We here at Merkle love technology. It is the backbone to CRM platforms, the conduit to first-party data and the fire hose to addressability at scale. But marketing technology is just one of many mechanisms that support the customer experience and the omnichannel promise that many retailers and consumer good companies work toward. When such elaborate systems are orchestrated together, they operationalize intimacy and systematically deliver personalization (as we know it today) with precision. Yet these technologies are complex, with advanced algorithms, evolving equations, machine learning, and back-end programming that make the Apollo 7 look like a dial-up system. It’s this complexity that has created a large dividing wall between us and the customer. If we can’t see the forest for the trees, then we cant’ see the customer for all the code.
For better or worse, technology has reached a point where no one individual can completely understand how it all works. For example, how does one tiny piece of unstructured data coming off a big data platform make its way through the tunnels of an enterprise, stopping along the way to be poked, examined, treated, configured, and rendered … then finally becoming a personalized message on Jane Doe’s iPhone? Such complexities have fundamentally changed our relationship with technology. We view technology as something that just magically engages and manages the end user. This position of a confident observer with a “hands-off” approach has deeply changed our relationship with the customer.
Year after year, large consulting organizations survey CEOs and CIOs to understand their issues and goals centered on customer centricity. The majority of executives cite personalized offers, recommendation engines, and capturing more data across every customer touchpoint. In short, they all cite technology.
Somewhere along the line we have lost our way. This gold standard called customer centricity is now at risk and we are losing it to technology.
We believe that the customer is more than a transaction, a ZIP code, a delineated file or a sidecar to an API. There is a woeful lack of people who actually go out and shake the hand of the customer, speak with the customer, look at the customer. Until we can code emotions, it’s still all about the human.
Understanding and embracing the emotions and motives of the human can bring true customer centricity to an organization. To achieve this, Merkle helps clients step away from the complexities and boundaries of technology to see the customer through an anthropomorphic lens.
The question we always ask is … are we aligned with the human? To answer this, we meet with customers to understand their hearts, their minds … their true DNA. Through multiple approaches, we can begin to see their beautiful story unfold. And it’s only through their own story that we can then begin to build a true customer journey.

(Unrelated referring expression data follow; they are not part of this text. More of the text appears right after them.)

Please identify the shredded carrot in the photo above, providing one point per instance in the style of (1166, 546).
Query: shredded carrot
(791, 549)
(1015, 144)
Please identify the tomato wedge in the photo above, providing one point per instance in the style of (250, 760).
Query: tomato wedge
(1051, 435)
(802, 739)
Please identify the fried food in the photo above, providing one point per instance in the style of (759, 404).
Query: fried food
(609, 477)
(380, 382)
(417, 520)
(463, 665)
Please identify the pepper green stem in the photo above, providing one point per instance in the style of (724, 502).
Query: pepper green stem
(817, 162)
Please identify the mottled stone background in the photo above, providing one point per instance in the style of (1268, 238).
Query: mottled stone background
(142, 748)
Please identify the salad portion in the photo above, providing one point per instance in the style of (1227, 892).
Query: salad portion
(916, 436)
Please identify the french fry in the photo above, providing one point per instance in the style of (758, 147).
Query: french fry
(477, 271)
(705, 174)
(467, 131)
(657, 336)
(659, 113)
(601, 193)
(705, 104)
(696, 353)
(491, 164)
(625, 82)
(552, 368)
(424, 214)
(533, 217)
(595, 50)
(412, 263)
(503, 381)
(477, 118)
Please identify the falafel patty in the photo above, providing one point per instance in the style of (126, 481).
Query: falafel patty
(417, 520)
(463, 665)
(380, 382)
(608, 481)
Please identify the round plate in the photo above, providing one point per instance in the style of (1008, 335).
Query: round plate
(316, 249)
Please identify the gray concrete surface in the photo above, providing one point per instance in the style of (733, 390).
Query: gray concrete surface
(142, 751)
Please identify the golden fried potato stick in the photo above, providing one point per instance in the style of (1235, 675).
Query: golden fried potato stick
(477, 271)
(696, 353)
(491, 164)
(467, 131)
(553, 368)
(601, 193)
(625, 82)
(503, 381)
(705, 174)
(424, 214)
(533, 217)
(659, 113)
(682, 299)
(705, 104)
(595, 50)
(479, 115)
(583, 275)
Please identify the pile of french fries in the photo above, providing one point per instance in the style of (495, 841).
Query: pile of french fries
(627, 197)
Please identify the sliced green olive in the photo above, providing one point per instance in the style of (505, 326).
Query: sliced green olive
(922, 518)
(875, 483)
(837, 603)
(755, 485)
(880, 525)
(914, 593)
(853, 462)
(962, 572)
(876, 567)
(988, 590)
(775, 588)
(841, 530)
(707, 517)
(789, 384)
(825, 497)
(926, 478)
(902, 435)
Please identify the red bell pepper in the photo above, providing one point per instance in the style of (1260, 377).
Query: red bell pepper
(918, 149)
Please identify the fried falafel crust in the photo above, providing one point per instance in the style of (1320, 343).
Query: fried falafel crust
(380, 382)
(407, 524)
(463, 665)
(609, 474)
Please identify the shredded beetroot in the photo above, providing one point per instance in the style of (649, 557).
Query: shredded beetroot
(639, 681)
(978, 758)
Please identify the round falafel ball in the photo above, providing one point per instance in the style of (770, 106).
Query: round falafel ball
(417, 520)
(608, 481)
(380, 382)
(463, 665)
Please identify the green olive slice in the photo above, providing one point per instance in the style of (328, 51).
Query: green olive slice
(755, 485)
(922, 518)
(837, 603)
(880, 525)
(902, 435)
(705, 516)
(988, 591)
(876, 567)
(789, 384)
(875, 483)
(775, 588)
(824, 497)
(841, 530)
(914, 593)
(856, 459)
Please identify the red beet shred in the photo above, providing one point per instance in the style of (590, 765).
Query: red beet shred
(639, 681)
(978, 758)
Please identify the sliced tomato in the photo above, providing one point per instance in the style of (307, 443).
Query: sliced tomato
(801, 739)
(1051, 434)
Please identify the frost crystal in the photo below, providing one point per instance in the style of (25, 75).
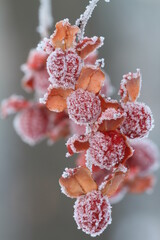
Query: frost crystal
(138, 121)
(45, 18)
(83, 107)
(92, 213)
(82, 21)
(107, 150)
(64, 68)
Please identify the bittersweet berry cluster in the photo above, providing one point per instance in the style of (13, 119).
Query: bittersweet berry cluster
(103, 170)
(115, 157)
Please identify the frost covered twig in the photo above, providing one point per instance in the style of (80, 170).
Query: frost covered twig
(45, 18)
(82, 21)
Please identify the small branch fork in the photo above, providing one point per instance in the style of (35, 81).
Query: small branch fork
(82, 21)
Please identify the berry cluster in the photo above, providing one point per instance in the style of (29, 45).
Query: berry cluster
(104, 128)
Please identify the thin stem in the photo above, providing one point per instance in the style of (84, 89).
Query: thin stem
(45, 18)
(82, 21)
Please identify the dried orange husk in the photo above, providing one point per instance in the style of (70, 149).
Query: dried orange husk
(77, 143)
(113, 183)
(130, 86)
(88, 45)
(112, 115)
(141, 184)
(55, 99)
(91, 79)
(77, 182)
(64, 35)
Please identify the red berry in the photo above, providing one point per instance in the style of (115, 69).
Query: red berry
(145, 157)
(107, 149)
(64, 68)
(36, 60)
(32, 124)
(41, 82)
(92, 213)
(46, 46)
(83, 107)
(138, 121)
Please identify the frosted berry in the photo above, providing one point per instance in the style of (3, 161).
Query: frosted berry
(145, 157)
(107, 149)
(41, 82)
(83, 107)
(36, 60)
(138, 121)
(64, 68)
(92, 213)
(46, 46)
(32, 124)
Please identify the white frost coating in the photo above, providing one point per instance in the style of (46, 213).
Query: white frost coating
(45, 97)
(82, 21)
(92, 213)
(88, 160)
(100, 63)
(45, 18)
(118, 196)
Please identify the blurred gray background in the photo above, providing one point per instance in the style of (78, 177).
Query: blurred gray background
(31, 205)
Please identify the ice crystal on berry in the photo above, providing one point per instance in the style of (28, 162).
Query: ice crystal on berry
(107, 150)
(92, 213)
(83, 107)
(138, 121)
(64, 68)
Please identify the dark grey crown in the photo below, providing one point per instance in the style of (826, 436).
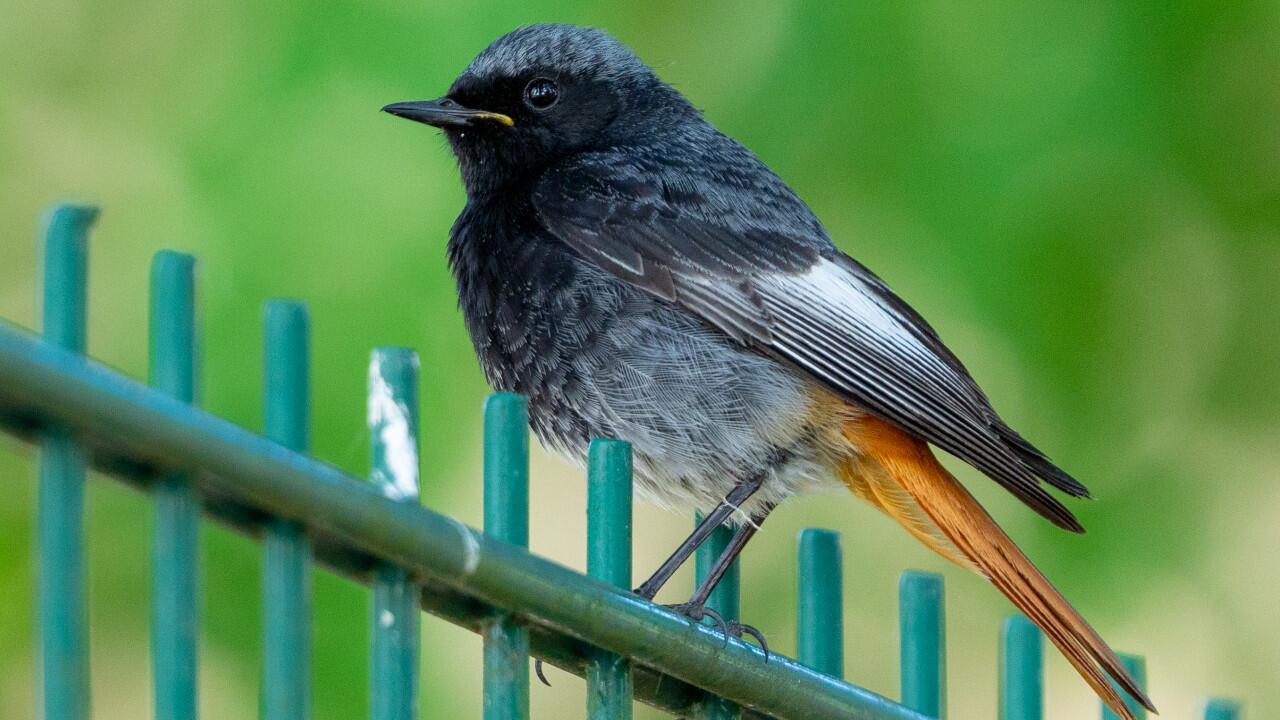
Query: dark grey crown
(584, 51)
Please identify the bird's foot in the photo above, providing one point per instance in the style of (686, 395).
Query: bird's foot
(698, 611)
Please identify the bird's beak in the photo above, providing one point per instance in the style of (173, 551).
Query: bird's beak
(444, 113)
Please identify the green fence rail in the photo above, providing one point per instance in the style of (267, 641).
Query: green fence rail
(305, 511)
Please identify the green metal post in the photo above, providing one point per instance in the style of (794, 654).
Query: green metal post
(1137, 666)
(819, 623)
(1221, 709)
(608, 546)
(723, 600)
(60, 524)
(393, 424)
(506, 516)
(923, 642)
(287, 568)
(174, 552)
(1022, 674)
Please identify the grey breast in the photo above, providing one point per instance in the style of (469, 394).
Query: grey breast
(700, 410)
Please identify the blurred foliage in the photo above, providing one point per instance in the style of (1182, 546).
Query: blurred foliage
(1083, 197)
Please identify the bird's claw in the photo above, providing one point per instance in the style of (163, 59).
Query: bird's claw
(728, 628)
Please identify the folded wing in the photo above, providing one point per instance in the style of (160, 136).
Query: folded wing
(766, 273)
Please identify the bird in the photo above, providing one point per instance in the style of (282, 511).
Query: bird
(635, 273)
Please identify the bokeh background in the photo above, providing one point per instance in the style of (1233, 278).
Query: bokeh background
(1084, 197)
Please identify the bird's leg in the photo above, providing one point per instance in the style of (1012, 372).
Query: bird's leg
(740, 493)
(696, 606)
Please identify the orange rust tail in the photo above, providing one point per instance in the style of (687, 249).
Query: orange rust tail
(958, 516)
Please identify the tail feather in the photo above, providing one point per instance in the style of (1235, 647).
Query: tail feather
(958, 515)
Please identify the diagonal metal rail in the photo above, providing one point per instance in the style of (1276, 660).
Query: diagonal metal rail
(246, 481)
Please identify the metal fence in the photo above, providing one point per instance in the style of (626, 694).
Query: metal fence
(82, 414)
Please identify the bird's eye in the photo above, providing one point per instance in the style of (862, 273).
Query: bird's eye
(540, 94)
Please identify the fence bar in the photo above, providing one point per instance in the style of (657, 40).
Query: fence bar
(174, 550)
(608, 557)
(393, 424)
(60, 523)
(287, 568)
(471, 573)
(1022, 670)
(819, 621)
(1137, 666)
(723, 600)
(1221, 709)
(506, 516)
(923, 642)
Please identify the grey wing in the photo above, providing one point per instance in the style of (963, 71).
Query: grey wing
(764, 272)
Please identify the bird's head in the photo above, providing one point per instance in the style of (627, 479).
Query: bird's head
(540, 94)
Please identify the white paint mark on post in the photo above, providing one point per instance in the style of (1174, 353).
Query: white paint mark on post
(391, 423)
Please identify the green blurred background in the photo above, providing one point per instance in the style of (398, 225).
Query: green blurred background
(1082, 196)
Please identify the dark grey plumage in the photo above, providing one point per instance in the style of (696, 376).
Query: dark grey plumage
(639, 274)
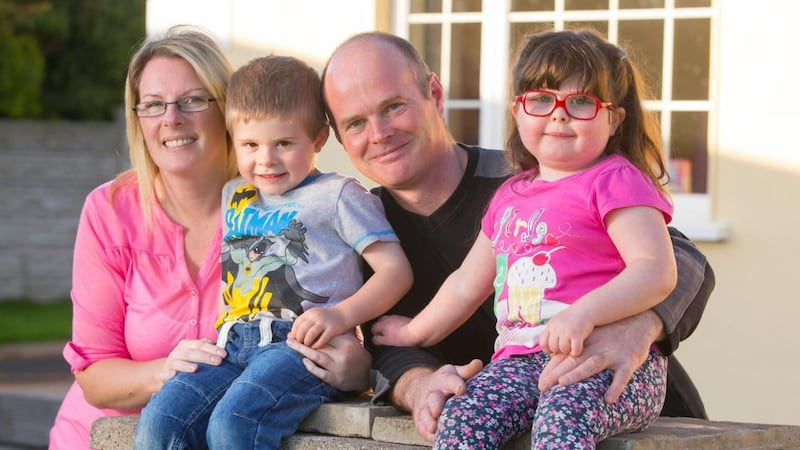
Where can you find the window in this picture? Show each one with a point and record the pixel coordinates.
(470, 45)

These detailed, rich, colorful journeys are the maps to customer centricity. Yet time after time, they are never shared or evangelized with store operations, real estate, merchandising, HR or even the boardroom. Most customer journeys hang on the walls of the marketing department as an endearing vision. What is not realized is that these maps are actual blueprints of the customer’s life and how that life lays over your organization … much like a large piece of plotting paper. These journeys give rhyme and reason to how a customer thinks and the motives behind their willingness to voyage across your enterprise; and they identify the capabilities required for you and the customer to walk the journey together.
We were recently asked to help a corporation with its strategic planning. You may ask what a CRM agency is doing in the middle of a five-year strategic planning process. We were asked to bring the voice of the customer into the process and use that voice as the center post to services, products, selling initiatives, processes and systems, organizational design, and change management.
So for this client, to succeed is to understand human.